Palo Alto Networks によると、PA-Series ハードウェア・ファイアウォールはコード実行につながる可能性があるためリスクが最も高い一方、VM-Series ファイアウォールへの影響はサービス拒否 (DoS) に限定され、深刻度は低くなるが、重要な業務上の接続/トラフィック検査機能が停止する可能性がある。

影響を受ける PAN-OS リリース

この脆弱性は、特定の修正済みメンテナンス・リリース以前の PAN-OS 10.2/11.1/11.2/12.1/12.2 に影響を及ぼす。PAN-OS 12.2 のユーザーはバージョン 12.2.3 以降へアップグレードする必要があり、PAN-OS 12.1 を使用している組織には、サポート対象のメンテナンス系列に応じて、12.1.4-h10/12.1.7-h5/12.1.10 などへのアップグレードが推奨される。その他にも、PAN-OS 11.2/11.1/10.2 に対しても修正版が提供されており、それぞれ 11.2.13-h2/11.1.16-h2/10.2.18-h10 となる。

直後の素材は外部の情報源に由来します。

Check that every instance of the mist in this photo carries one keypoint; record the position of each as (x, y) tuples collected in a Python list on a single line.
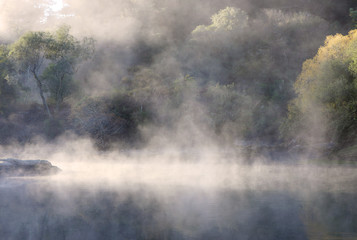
[(179, 120)]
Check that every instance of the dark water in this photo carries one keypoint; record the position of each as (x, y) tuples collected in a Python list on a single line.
[(37, 209)]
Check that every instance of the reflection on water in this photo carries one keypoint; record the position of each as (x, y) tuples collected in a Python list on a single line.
[(265, 202)]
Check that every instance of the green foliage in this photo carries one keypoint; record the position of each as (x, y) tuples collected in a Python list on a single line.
[(58, 53), (327, 90), (7, 91), (353, 15)]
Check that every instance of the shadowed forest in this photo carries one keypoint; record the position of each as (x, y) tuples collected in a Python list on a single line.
[(178, 119), (272, 73)]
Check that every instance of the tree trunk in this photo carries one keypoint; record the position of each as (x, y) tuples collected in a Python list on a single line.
[(39, 85)]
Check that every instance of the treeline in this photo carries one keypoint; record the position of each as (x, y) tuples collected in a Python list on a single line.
[(233, 77)]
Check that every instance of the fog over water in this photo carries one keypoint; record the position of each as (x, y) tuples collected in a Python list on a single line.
[(210, 83)]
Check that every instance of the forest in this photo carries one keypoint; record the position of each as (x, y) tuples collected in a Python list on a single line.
[(178, 119), (273, 73)]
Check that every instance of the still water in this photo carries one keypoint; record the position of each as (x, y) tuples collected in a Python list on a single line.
[(181, 201)]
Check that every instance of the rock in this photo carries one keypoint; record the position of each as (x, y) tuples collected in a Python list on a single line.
[(15, 167)]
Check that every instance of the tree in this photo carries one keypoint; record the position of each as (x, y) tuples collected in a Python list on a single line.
[(353, 15), (29, 52), (65, 53), (52, 59), (327, 91), (7, 91)]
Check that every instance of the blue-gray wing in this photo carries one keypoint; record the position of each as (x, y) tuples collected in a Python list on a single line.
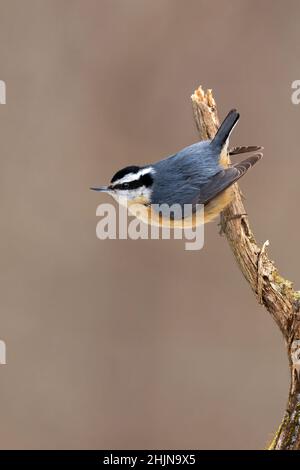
[(224, 179)]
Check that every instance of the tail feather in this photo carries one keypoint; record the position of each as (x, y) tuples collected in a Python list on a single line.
[(225, 129)]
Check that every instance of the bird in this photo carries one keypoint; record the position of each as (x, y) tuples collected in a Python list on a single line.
[(196, 175)]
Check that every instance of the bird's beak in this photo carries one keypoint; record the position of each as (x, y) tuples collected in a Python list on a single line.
[(102, 189)]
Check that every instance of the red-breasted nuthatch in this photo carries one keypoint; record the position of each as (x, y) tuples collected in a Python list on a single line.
[(198, 174)]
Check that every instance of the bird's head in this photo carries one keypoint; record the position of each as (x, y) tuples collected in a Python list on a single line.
[(132, 184)]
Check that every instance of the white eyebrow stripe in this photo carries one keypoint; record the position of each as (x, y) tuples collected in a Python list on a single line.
[(134, 176)]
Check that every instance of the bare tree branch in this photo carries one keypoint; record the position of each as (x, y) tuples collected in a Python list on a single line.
[(271, 289)]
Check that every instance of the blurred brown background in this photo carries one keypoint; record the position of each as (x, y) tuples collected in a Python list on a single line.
[(139, 344)]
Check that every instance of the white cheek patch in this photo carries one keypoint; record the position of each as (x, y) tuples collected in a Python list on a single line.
[(134, 176), (130, 195)]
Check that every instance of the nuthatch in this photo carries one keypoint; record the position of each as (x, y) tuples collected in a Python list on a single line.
[(198, 174)]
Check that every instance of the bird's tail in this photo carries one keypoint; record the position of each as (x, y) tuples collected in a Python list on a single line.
[(225, 129)]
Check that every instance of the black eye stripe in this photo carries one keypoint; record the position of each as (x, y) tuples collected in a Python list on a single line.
[(144, 180)]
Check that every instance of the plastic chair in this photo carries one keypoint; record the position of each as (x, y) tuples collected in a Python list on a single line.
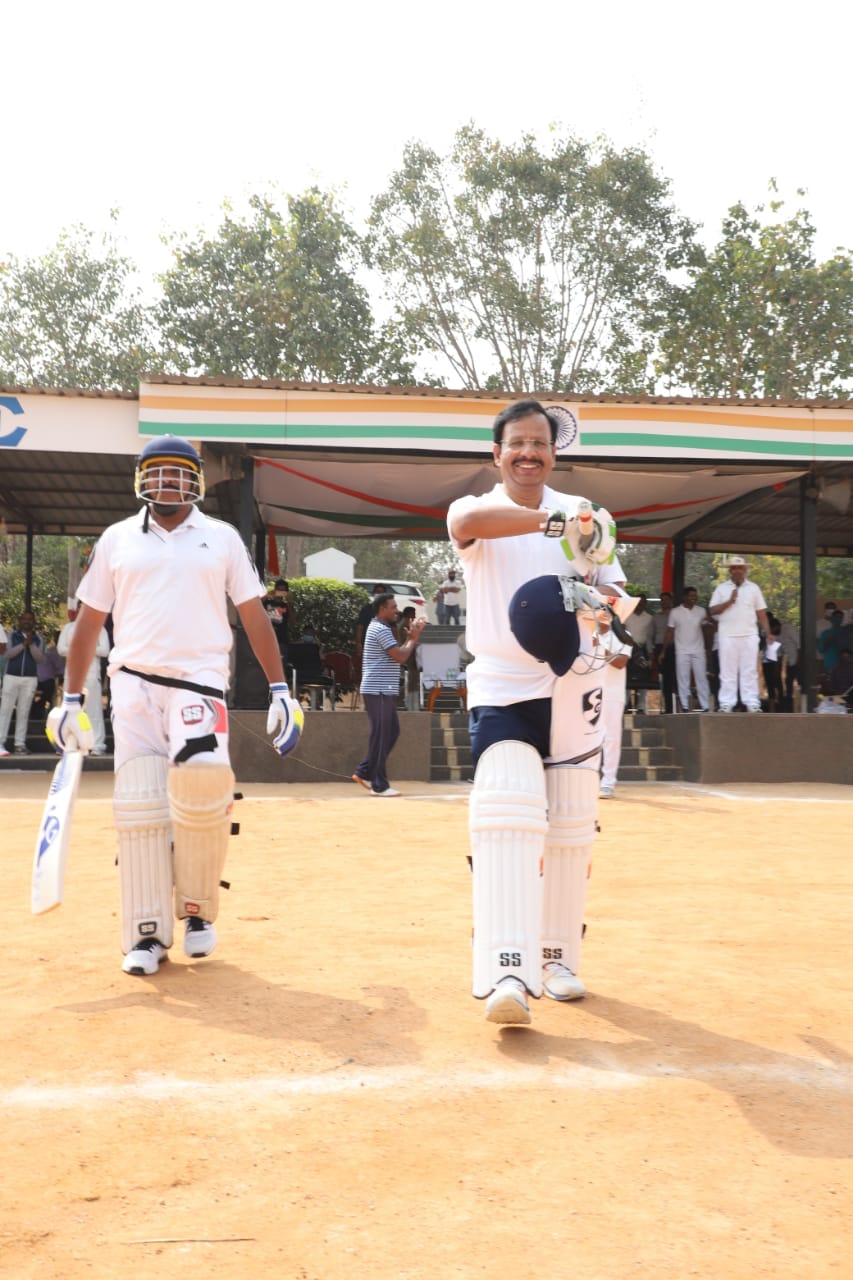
[(439, 673), (310, 675), (342, 668)]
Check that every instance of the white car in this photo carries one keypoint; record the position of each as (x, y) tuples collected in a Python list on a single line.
[(405, 593)]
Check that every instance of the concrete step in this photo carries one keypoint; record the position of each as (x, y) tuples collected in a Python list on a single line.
[(649, 773), (41, 760)]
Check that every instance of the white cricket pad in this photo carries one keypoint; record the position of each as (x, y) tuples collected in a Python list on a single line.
[(201, 798), (573, 805), (141, 812), (507, 826)]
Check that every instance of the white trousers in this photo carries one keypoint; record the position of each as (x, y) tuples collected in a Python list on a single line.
[(692, 664), (739, 667), (95, 704), (18, 693), (614, 721)]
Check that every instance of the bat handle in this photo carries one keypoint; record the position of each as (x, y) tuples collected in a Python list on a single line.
[(585, 524)]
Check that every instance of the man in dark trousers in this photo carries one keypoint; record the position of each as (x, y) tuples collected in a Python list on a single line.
[(383, 656)]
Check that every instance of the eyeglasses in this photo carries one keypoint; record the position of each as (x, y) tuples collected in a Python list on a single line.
[(515, 446)]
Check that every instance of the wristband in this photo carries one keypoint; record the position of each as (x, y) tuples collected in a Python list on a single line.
[(555, 525)]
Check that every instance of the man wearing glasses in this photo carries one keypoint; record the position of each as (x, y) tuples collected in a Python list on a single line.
[(532, 823)]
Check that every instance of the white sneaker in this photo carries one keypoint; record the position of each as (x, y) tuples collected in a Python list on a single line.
[(200, 938), (145, 958), (509, 1004), (560, 982)]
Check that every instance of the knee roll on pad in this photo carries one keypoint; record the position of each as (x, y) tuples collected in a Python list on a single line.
[(573, 805), (141, 813), (507, 826), (200, 799)]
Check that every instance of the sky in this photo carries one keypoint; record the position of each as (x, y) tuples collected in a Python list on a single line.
[(163, 110)]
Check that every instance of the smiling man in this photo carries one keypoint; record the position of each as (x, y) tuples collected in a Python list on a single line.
[(527, 814)]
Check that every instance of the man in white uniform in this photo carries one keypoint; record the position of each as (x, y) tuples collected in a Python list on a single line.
[(532, 824), (92, 684), (165, 575), (735, 606), (685, 629)]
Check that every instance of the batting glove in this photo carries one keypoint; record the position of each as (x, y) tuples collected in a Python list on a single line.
[(69, 727), (555, 525), (284, 718)]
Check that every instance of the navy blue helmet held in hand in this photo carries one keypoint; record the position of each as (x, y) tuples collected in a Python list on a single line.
[(543, 622), (169, 472)]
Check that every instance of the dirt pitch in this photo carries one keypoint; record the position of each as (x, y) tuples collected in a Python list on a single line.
[(323, 1100)]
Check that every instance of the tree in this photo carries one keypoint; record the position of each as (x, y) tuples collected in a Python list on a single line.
[(276, 297), (73, 318), (760, 316), (528, 269), (49, 579)]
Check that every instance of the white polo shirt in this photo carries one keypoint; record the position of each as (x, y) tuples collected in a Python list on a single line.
[(167, 592), (740, 618), (493, 568)]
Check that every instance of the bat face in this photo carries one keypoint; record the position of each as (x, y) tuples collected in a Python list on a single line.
[(54, 835)]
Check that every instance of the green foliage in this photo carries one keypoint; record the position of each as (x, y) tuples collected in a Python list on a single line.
[(835, 577), (760, 316), (331, 607), (274, 296), (528, 269), (72, 319), (49, 580)]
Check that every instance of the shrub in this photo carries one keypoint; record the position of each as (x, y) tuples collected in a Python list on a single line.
[(331, 607)]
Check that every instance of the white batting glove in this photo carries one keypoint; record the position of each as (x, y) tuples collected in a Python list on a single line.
[(69, 727), (284, 718)]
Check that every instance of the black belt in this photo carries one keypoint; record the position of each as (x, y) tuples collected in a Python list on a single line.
[(176, 684)]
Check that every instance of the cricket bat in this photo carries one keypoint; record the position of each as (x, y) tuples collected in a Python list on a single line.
[(54, 835)]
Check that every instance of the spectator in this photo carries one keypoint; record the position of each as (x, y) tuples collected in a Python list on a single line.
[(24, 656), (833, 639), (365, 618), (665, 662), (789, 640), (50, 673), (690, 658), (612, 677), (383, 657), (825, 622), (638, 663), (771, 666), (735, 606), (451, 590), (839, 682), (278, 607), (410, 666)]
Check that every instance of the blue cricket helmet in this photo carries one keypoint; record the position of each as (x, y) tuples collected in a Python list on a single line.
[(169, 451), (543, 622)]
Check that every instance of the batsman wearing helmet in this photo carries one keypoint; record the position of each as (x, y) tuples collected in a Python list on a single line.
[(534, 694), (165, 575)]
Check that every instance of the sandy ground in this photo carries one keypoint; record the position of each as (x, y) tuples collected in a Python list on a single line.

サポートが終了した PAN-OS リリースは脆弱な状態にあり、ユーザーにはサポート対象となる修正版への移行が推奨される。Palo Alto Networks によると、この脆弱性を悪用する攻撃者は、標的デバイス上の特別な設定を必要としない。

現時点で回避策は提供されていないため、ソフトウェアのアップデートが主要な修正方法となる。管理者に求められるのは、インターネットへ公開された PA-Series ファイアウォールへのパッチ適用を優先し、信頼できないネットワークから管理インターフェースへのアクセスを遮断することである。

Palo Alto Networks は、管理アクセスを信頼できる内部 IP アドレスに制限することを推奨しており、理想的には、管理インターフェースへアクセスできるシステムを専用のジャンプ・ボックスだけに限定し、アップグレードが完了するまで外部から到達可能な攻撃対象領域を縮小すべきである。

セキュリティ・チームに推奨されるのは、管理アクセスルール/HTTPS および管理サービスの公開状況/最近の設定変更/予期しないファイアウォールの再起動/異常な XML 関連リクエストを確認することである。現時点で、Palo Alto Networks は攻撃による悪用を確認していないが、未認証でアクセス可能であり、root 権限によるコード実行につながる可能性があることから、迅速なパッチ適用が必要である。